We’re having a few people over at Uni Watch HQ on Sunday (and we’ll watch the Puppy Bowl at halftime, natch). My own rooting interests notwithstanding, it’s shaping up as a really good matchup. Whatever your plans are for Sunday, enjoy the game. Go Niners! — Paul

Comments (34)

    Soccer ticker: “USL” is the organization that runs multiple leagues, so it is never the right way to refer to one league. Reading United is in the fourth-tier USL League Two (USL2). Detroit City isn’t even a USL team, it’s in the third-tier NISA!

    If we want to talk about “never the right way to refer…” then it is proper to NEVER refer to USL League Two as “fourth-tier” as there is no fourth-tier in US Soccer. There is only 3 tiers that are identified.

    Since PL said it first, I’ll echo those sentiments; off to work today in my old Reebok 49ers Jerry Rice “Throwbacks” series jersey. Go Niners!

    Are they all the primary or secondary logo embedded in the regular cap logo? I’ve only seen Toronto and now Boston. Hard pass!

    I like the new “trademarked” Ticker category!!! Way back in 1993, there was a new highway being built near my high school. Our football coach made arrangements for us to do a photo shoot on the construction site, posed on a couple pieces of heavy equipment, wearing hard hats, holding sledgehammers, and pretty much all the other cliches that go along with this theme. I think the caption on the posters they printed was something like “Building a Winning Tradition.” Alas, I wasn’t actually in the picture, because ironically enough, I had to WORK that day, and couldn’t get someone to trade shifts with me!

    The only thing that would have made the working class cosplay more complete is if you’d been disciplined for missing fake work to go to real work.

    I was really hoping that those pics were from four different years and this post was going to be about how you just realized you wore the same shirt there twice, twice.

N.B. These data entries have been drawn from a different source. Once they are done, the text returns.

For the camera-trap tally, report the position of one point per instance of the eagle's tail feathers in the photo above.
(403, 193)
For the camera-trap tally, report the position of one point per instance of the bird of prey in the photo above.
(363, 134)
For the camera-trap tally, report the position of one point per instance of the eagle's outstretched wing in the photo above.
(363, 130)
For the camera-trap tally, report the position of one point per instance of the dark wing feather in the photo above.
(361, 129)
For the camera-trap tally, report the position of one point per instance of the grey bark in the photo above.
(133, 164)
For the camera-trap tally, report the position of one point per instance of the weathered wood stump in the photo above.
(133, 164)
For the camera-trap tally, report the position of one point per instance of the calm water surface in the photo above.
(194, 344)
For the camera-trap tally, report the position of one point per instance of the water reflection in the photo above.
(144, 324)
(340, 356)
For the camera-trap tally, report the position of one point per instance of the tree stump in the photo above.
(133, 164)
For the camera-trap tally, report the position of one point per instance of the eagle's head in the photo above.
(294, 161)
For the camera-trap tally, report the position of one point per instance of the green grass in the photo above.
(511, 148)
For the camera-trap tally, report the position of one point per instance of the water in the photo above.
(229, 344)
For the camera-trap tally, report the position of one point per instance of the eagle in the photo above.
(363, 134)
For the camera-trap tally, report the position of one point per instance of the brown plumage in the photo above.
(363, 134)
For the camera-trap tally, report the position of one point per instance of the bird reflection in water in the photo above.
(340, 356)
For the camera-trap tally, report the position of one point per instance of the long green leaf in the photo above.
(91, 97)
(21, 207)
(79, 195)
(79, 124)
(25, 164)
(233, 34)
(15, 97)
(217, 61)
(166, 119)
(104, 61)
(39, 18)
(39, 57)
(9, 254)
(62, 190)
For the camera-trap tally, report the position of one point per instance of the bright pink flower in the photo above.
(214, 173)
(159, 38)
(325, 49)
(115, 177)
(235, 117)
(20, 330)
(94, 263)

    My wife and I adopted a puppy from one of the shelters providing puppies for the Puppy Bowl. Everybody else should do the same!

    All this blue collar talk got me to wondering – if athletes aren’t blue collar and they definitely aren’t white collar, then what are they? I was surprised to find many other color collar (heh) categories exist, but unfortunately the best match for “professional athlete” in Wikipedia was “Grey collar – workforce that is not classified in blue collar nor white collar”. That’s pretty boring to me. Has anyone heard of a better descriptor or shall we all coin a better one?

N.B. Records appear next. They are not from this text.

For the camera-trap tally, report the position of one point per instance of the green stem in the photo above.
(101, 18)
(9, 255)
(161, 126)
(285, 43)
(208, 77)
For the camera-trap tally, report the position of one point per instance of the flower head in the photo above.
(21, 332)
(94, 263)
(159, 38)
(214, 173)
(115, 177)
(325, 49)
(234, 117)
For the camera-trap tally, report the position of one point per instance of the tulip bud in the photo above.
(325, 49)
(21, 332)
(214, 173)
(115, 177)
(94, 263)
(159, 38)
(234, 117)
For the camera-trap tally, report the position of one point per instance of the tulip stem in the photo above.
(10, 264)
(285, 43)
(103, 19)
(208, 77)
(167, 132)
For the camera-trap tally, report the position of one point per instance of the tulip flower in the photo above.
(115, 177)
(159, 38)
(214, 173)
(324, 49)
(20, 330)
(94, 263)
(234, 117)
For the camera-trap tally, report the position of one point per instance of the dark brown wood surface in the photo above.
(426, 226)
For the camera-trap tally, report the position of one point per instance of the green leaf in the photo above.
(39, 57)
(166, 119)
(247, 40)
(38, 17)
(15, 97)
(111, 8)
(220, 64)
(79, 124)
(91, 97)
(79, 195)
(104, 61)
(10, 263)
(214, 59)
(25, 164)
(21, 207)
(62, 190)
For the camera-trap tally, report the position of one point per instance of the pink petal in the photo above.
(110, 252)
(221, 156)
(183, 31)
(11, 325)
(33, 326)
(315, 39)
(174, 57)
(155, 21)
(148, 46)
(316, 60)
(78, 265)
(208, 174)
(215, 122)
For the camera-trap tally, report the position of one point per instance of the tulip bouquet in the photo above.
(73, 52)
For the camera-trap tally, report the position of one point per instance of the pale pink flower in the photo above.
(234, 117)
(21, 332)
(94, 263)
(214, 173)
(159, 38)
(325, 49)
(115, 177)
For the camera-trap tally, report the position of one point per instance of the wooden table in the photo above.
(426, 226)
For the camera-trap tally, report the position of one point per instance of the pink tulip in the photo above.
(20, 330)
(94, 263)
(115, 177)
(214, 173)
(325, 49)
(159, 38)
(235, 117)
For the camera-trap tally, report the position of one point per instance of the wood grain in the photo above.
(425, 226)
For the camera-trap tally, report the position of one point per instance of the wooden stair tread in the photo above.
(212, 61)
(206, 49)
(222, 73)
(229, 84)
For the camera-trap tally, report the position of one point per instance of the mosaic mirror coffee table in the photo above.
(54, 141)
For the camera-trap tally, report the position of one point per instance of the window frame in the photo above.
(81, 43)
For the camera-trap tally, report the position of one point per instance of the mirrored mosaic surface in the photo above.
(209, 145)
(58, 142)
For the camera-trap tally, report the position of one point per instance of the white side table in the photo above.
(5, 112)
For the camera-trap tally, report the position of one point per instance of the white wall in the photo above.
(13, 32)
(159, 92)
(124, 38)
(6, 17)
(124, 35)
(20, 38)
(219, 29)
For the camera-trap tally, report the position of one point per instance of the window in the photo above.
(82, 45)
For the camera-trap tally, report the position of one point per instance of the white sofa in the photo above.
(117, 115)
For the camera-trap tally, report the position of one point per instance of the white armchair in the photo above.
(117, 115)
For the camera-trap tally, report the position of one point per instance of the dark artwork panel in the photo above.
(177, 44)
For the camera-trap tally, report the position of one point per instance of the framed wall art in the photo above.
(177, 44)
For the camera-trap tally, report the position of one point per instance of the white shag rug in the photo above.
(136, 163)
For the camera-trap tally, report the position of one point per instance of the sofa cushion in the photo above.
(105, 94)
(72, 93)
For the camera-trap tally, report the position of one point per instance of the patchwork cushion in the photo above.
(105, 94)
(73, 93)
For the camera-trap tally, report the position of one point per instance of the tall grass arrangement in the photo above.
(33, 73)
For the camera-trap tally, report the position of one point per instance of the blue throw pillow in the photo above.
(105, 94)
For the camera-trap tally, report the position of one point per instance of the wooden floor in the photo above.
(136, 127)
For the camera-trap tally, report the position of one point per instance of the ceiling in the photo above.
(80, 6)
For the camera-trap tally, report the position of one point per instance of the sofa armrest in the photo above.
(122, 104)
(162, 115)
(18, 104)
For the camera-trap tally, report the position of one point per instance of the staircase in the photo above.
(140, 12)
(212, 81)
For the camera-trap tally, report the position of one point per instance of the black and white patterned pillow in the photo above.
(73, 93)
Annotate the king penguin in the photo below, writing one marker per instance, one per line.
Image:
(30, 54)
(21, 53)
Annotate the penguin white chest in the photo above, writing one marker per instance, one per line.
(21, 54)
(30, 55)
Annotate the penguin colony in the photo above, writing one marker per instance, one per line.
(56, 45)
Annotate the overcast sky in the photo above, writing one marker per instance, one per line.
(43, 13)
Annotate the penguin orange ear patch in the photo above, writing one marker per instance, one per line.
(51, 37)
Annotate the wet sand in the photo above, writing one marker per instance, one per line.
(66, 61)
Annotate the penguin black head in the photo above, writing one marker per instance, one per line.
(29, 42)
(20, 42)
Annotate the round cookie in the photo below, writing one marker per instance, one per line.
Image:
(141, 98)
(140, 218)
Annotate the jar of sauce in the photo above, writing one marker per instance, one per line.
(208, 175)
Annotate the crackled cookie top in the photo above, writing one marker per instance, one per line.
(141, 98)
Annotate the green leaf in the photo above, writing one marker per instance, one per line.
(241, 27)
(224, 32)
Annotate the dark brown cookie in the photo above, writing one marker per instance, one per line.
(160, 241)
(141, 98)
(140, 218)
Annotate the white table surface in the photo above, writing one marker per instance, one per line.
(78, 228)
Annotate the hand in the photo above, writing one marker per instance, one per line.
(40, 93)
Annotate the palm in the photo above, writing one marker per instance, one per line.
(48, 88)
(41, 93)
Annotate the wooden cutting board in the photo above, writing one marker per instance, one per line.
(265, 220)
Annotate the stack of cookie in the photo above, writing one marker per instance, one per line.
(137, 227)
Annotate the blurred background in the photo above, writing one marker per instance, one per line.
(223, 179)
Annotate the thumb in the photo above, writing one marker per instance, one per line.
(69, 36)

    Maybe we can take our cues from Nike and call them “Flywire Collar!” ;-)

    (I’ll show myself out now…)

    That UAB football commercial is one of the most eye-roll inducing examples of class-based stolen valor (as Paul has called it) that I have ever seen! Does anyone know if the literal blue collars sewn onto the players’ practice jerseys were something that UAB actually wore in practice, or was that just a promotion or joke for the commercial? Because it would seem those floppy collars would actually be cumbersome and uncomfortable. If so, it could be argued that they would be an example of a team’s fixation on working-class mimicry having a detrimental effect on their preparation and performance.

    After reading the article regarding the Indians packing the trucks with items needed for Spring Training, I’m curious as to why such items as laundry detergent and sunflower seeds aren’t sourced locally. There has to be more to the story.

    I like the hard hat for the new blue collar section. Ha ha!

    Was it ever discovered the reasoning for Kobe Bryant to switch numbers?
    Was it a marketing strategy by the jersey makers to sell both and double up on the income??
    Or was it Kobe’s personal decision.?

    Regarding But three different numbers in three games — has that ever happened before?

    How about link, the first major league baseball player to be born in Austria? He pitched in just three games, and seems to have worn the numbers 24, 30, and 42, according to Baseball Reference. Unless he switched jerseys in mid-game or something, he’s got the distinction of wearing three different numbers in the only three games he ever played in.

    I have no idea if anyone else has done this; this is just something I noticed when looking at his BR page.

    His “first player born in Austria” distinction also gets an asterisk, as that’s just for the Austria with today’s post-WWI borders. There were players born in Austria-Hungary before him.

    Follow-up on Kurt Krieger: it seems like he really did have a different number in each of his games. He wore 24 in his debut on April 21, 1949, pitching the final inning of a 5-0 loss to Cincinnati, then was sent down.

    When he finally got back, he wore 30 in the game on 4/28/51 (mopping up pitching the last two innings of an 8-2 loss to the Cubs), and seems to have gone down to Rochester for a long while, during which Bob Scheffing was acquired and who took the number 30 jersey.

    So when Krieger got called back up and made his second and final appearance on September 11, he needed a different jersey, and got number 42 (the highest number the Cards gave out that year). He pitched the last two innings again –Scheffing pinch hit for him in the bottom of the ninth — but never made another appearance, and went back to the minors for a few more years before giving up on baseball at the young age of 27.

    Three games (all mopping up big losses and all separated by very long intervals), three jersey numbers.

    Surely someone else has four or five… anybody know?

    I know it’s not MLB-level, but I know Pete Rose Jr. managed in the Low-A minor league and independent levels. I couldn’t find any pictures of him with “Rose Jr.” on his jersey, though.

    “Tony Finau is wearing Kobe basketball shoes”….I’m not a very good golfer, but I thought it was important to wear spikes while golfing?

    Interesting story found on the US Patent and Trademark office website related to Ron Springs and Helmet Design


    Springs has patents on certain elements of helmet design related to using padding from Child Seats as the basis for the development of helmet padding. Pretty interesting read

    I love seeing the Penguins in the first-year black+gold because it is one of the few examples of a hockey sweater with TV numbers on the shoulders and not the sleeves. The Panthers and Barons are the other members of that club, am I right?

    The 1967-70 Oakland Seals had TV numbers on the shoulders.
    In the WHA, 1972-73 Alberta Oilers, 1973-74 Edmonton Oilers and 1975-76 Cleveland Crusaders all wore their TV numbers on the shoulders.

    The 1967-70 Oakland Seals had TV numbers on the shoulders.
    In the WHA, 1972-73 Alberta Oilers, 1973-74 Edmonton Oilers and 1975-76 Cleveland Crusaders all wore their TV numbers on the shoulders.

    UAB went 2-10 the year that blue collar commercial came out, so I guess it didn’t really work out the way they were hoping.